I found $E(K_1)=8\%$ and $(E_2)=11.5\%$ so $0.08\omega_1 + 0.115\omega_2 = 0.1$
But I don't know how to find the weights? I think the covariance will help me so I found that to equal $0.0109$ but I am not sure if it is correct and I don't know how to find the weights?

## closed as off-topic by Neeraj, olaker♦Feb 21 '16 at 19:08

This question appears to be off-topic. The users who voted to close gave this specific reason:

• "Basic financial questions are off-topic as they are assumed to be common knowledge for those studying or working in the field of quantitative finance." – Neeraj, olaker
If this question can be reworded to fit the rules in the help center, please edit the question.
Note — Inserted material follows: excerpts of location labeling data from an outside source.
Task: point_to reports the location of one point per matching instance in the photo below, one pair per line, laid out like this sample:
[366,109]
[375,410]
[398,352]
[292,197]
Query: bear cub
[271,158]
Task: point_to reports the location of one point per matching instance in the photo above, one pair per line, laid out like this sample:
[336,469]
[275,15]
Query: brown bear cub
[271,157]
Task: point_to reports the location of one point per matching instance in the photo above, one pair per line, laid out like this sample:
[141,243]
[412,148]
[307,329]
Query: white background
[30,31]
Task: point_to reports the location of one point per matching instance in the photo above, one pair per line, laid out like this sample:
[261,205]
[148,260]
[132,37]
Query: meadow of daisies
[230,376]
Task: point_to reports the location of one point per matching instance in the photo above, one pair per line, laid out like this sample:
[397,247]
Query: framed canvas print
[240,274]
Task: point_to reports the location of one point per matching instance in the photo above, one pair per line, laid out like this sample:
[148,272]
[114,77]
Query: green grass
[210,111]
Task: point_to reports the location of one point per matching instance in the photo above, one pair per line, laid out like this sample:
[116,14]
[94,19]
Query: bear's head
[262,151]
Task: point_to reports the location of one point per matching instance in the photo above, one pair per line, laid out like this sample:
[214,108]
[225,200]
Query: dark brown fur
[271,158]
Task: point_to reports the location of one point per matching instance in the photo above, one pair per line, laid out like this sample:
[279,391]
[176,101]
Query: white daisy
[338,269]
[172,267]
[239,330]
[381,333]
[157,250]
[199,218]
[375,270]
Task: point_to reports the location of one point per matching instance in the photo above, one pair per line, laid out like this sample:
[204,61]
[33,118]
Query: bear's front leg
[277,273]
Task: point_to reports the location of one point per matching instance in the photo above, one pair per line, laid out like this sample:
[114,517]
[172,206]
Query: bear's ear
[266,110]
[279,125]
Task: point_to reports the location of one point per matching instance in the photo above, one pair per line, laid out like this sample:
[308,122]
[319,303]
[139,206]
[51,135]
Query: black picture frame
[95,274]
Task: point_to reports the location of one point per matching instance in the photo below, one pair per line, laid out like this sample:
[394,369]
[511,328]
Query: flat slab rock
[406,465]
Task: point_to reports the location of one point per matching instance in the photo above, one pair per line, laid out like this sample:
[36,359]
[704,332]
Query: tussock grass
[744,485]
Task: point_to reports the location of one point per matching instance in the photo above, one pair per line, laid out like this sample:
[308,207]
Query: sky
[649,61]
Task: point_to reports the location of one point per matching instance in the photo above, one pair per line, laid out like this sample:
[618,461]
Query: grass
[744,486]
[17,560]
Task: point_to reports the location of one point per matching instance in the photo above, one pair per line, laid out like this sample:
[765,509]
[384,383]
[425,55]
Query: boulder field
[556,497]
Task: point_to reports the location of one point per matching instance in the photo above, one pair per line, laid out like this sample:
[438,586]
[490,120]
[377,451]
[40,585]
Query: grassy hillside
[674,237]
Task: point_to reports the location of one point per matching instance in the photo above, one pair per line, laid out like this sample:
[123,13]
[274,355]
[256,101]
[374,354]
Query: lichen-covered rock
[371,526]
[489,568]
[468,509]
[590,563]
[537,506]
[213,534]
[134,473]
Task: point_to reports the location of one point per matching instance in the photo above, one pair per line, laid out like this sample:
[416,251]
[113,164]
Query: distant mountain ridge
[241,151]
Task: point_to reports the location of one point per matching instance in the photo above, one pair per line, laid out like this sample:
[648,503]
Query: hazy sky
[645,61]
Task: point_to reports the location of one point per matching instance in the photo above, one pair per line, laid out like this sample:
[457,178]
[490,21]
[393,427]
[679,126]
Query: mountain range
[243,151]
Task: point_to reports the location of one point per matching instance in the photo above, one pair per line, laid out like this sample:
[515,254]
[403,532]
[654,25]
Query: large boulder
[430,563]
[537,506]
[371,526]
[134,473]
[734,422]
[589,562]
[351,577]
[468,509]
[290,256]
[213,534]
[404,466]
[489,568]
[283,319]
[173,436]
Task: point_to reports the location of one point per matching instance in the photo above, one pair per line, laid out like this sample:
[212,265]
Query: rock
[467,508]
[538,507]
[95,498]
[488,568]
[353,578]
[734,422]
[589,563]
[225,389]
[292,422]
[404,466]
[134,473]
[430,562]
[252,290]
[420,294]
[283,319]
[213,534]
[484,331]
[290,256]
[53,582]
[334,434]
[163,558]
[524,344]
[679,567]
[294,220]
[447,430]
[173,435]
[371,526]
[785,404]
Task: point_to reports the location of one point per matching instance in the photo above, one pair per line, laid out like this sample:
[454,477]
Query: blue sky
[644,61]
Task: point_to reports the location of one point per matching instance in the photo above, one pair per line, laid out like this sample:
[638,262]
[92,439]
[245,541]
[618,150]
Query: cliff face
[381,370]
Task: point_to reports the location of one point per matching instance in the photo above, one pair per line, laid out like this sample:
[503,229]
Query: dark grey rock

• your second constraint is $w_1 + w_2=1$. – Neeraj Feb 21 '16 at 17:31
• Nothing is said about variance, so choose weights that minimize your portfolio standard deviation for a expected return of 10% – Neeraj Feb 21 '16 at 17:32
• There are two variables and two constraints. Solve them simultaneously. What more do you want? – Neeraj Feb 21 '16 at 18:01
• @Neeraj How is this basic? it involves linear algebra and calculus right? – BCLC Feb 23 '16 at 18:39
• @Neeraj So this is basic? – BCLC Feb 23 '16 at 18:39

In case of 2 securities, each and every combination of portfolio lies on efficient frontier. In your question, you have given to achieve expected return of exactly 10%. So, we have $$E(R_p)=w_1E(K_1) + w_2E(K_2)=0.10 \tag{1}$$ subject to: $$w_1 + w_2=1 \tag{2}$$ Solve your equation 1 and 2 to get $w_1$ and $w_2$. Resulting weights would lead to minimum variance for given expected return. Variance of portfolio: $$var(R_p)= w_1^2 \sigma_{K_1}^2 + w_2^2 \sigma_{K_2}^2 + 2 w_1 w_2\, cov(K_1, K_2)$$ where, $\sigma_{K_1}$ and $\sigma_{K_2}$ are standard deviation of $K_1$ and $K_2$ respectively.